Once they were gone, Carol kissed Daryl and then asked, "Are the other survivors coming in the truck? Are we taking them all in? There aren't enough adults to maintain Terminus anymore?"

"Ain't no other survivors. He was it."

Carol exhaled heavily.

"He was upstairs in the train station," Daryl continued, "hiding from all the walkers below. When the big turn happened, probably all at once, this teenage boy managed to get Jamal out, but he got bit doing it. Still, the teenager got the MREs and water out of an upstairs storage closet for the kid to have, left him his handgun, and went inside the closet, shut it, and locked himself in from the inside so when he died and turned, he wouldn't come after the kid."

"Oh my God."

"The other firearms were all downstairs, but he couldn't get to them. The radio was downstairs, too. Jamal couldn't answer it when we called without risking the walkers. He was up there for over two days. Just him. It was bad, Carol. It was real bad."

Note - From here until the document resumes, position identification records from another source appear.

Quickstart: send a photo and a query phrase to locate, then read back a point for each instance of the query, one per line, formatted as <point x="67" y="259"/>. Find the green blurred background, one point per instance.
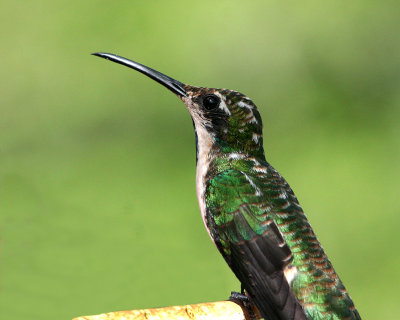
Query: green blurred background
<point x="97" y="162"/>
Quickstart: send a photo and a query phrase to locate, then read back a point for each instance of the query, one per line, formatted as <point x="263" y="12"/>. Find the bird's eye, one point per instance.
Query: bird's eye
<point x="211" y="102"/>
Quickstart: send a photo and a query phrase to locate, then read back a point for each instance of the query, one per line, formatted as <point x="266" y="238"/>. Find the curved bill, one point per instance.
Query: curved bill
<point x="172" y="84"/>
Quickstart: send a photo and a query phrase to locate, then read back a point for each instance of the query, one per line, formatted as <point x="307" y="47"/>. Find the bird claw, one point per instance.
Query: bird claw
<point x="245" y="301"/>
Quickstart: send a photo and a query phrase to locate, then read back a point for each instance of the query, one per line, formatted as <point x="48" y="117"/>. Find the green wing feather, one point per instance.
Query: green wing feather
<point x="260" y="229"/>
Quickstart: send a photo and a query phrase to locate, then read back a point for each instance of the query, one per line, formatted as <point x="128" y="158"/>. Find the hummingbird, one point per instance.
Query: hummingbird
<point x="251" y="212"/>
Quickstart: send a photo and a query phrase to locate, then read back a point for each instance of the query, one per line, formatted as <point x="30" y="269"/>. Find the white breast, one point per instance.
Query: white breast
<point x="204" y="140"/>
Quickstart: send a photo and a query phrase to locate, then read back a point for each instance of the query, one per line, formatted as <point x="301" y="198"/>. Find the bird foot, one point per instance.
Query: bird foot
<point x="245" y="301"/>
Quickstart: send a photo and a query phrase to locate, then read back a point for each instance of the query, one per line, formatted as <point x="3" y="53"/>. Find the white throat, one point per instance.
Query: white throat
<point x="204" y="145"/>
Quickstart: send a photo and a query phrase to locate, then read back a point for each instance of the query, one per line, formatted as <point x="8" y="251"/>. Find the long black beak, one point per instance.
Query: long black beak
<point x="172" y="84"/>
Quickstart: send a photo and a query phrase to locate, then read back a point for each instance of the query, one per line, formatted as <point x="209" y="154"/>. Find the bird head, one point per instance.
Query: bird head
<point x="225" y="120"/>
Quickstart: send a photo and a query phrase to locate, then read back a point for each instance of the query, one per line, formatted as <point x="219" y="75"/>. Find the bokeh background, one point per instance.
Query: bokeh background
<point x="97" y="162"/>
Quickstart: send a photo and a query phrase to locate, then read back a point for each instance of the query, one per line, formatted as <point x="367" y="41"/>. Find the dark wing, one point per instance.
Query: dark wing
<point x="251" y="243"/>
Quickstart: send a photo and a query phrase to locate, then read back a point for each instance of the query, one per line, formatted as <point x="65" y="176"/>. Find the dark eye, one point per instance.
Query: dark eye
<point x="211" y="102"/>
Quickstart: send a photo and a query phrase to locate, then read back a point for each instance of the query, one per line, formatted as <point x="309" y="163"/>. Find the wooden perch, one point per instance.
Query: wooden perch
<point x="222" y="310"/>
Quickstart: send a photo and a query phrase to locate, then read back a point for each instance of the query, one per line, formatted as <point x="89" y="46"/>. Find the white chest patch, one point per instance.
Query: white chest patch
<point x="204" y="141"/>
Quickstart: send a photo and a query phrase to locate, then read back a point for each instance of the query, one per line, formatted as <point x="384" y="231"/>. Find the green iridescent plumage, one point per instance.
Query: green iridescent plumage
<point x="251" y="212"/>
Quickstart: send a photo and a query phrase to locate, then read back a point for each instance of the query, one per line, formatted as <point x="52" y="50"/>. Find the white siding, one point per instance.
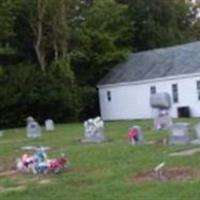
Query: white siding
<point x="131" y="101"/>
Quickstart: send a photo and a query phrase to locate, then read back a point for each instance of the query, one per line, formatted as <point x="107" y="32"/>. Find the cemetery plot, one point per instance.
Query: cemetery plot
<point x="168" y="174"/>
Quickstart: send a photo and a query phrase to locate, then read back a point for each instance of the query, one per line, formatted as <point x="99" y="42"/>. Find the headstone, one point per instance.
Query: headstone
<point x="197" y="130"/>
<point x="33" y="129"/>
<point x="179" y="133"/>
<point x="94" y="131"/>
<point x="162" y="120"/>
<point x="49" y="125"/>
<point x="135" y="135"/>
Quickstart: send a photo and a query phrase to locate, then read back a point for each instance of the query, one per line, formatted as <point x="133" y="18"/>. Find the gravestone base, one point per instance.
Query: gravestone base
<point x="196" y="141"/>
<point x="93" y="140"/>
<point x="179" y="140"/>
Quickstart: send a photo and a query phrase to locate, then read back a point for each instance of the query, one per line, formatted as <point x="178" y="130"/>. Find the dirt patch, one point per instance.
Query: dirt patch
<point x="12" y="189"/>
<point x="45" y="182"/>
<point x="187" y="152"/>
<point x="167" y="174"/>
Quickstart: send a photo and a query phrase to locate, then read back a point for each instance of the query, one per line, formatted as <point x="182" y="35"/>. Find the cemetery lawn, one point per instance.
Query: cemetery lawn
<point x="97" y="172"/>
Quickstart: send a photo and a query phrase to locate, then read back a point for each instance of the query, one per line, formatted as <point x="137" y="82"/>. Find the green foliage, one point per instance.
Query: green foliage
<point x="70" y="45"/>
<point x="160" y="23"/>
<point x="25" y="91"/>
<point x="101" y="40"/>
<point x="101" y="171"/>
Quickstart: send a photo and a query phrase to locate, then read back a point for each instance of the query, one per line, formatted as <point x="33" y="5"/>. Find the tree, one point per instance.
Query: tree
<point x="100" y="40"/>
<point x="159" y="23"/>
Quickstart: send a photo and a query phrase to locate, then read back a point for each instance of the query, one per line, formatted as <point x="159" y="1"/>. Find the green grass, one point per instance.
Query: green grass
<point x="97" y="172"/>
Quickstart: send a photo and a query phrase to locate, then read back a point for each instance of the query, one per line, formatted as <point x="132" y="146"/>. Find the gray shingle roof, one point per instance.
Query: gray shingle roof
<point x="158" y="63"/>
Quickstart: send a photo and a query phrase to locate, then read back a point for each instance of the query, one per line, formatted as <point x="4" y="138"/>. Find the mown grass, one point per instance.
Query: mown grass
<point x="97" y="172"/>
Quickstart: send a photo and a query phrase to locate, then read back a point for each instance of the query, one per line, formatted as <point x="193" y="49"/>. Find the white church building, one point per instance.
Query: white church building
<point x="124" y="93"/>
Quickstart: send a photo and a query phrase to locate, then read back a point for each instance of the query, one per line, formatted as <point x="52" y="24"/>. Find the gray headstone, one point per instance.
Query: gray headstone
<point x="94" y="131"/>
<point x="135" y="135"/>
<point x="179" y="133"/>
<point x="197" y="129"/>
<point x="33" y="129"/>
<point x="49" y="125"/>
<point x="162" y="120"/>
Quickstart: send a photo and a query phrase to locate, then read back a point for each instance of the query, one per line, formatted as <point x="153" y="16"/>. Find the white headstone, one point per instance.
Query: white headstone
<point x="94" y="130"/>
<point x="179" y="133"/>
<point x="33" y="129"/>
<point x="49" y="125"/>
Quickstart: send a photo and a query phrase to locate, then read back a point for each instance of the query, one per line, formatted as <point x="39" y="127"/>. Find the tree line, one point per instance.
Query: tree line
<point x="54" y="52"/>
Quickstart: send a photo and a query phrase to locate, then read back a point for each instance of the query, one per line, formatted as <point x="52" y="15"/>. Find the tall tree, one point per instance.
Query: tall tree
<point x="159" y="23"/>
<point x="100" y="40"/>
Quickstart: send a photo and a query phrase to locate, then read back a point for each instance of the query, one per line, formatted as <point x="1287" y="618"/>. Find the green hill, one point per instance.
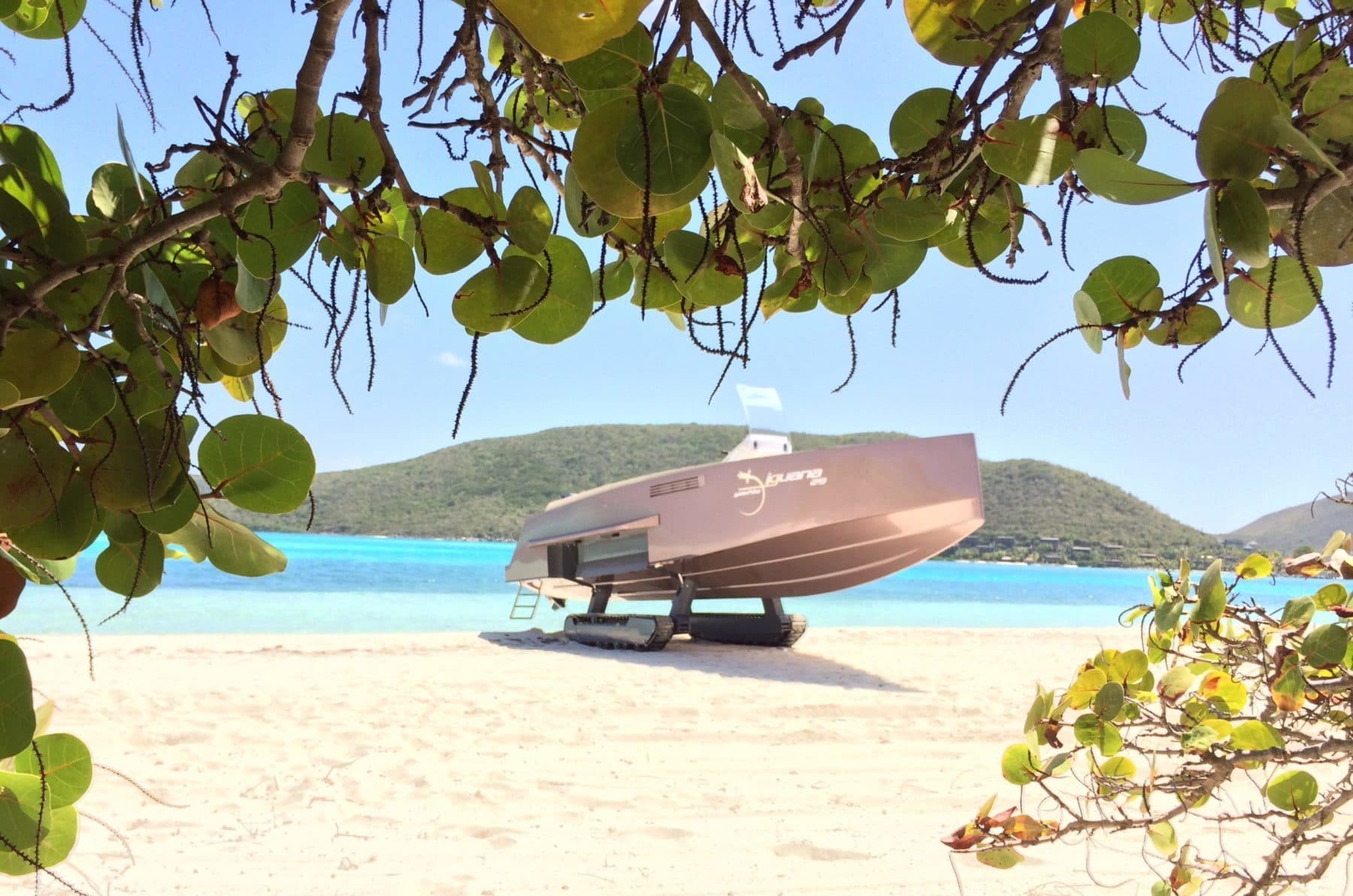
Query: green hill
<point x="486" y="489"/>
<point x="1303" y="525"/>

"Oh, Pookie…" Carol wrapped her arms around him, and he bent his head against her shoulder. When he began to part from her, she kissed the top of his head. "I was so worried. Rick wasn't answering his radio."

"It's broken. Guess Tom is gonna have to take a look at it."

"Where are they? Rick and Rosita and Sasha?"

"Gonna stay the night and burn the dead for a proper cremation. Didn't want the kid to have to stay and see all that. But we've got to decide if we're looting the place or re-settling it. If we're looting it, got to bring the military truck back. Ain't all gonna fit in the eighteen-wheeler. Told Rick I'd be back tomorrow, let him know the plan."

"We'll call an emergency board meeting." She looked over his blood splattered clothes. "But you need to get washed up. Has Jamal eaten?"

Daryl nodded.

"That poor little boy."

Daryl sighed. "Thought we'd save at least six with the pills, and that maybe some might even make it on their own. Knew it was gonna be bad. Just didn't think it was gonna be this bad. But I guess they lost all their fighters at Woodbury or in the invasion here."

"Not all of them," Carol said. "Because that boy – he's definitely a fighter. He's a survivor. And one day, he, and all these other kids here, will build a new world."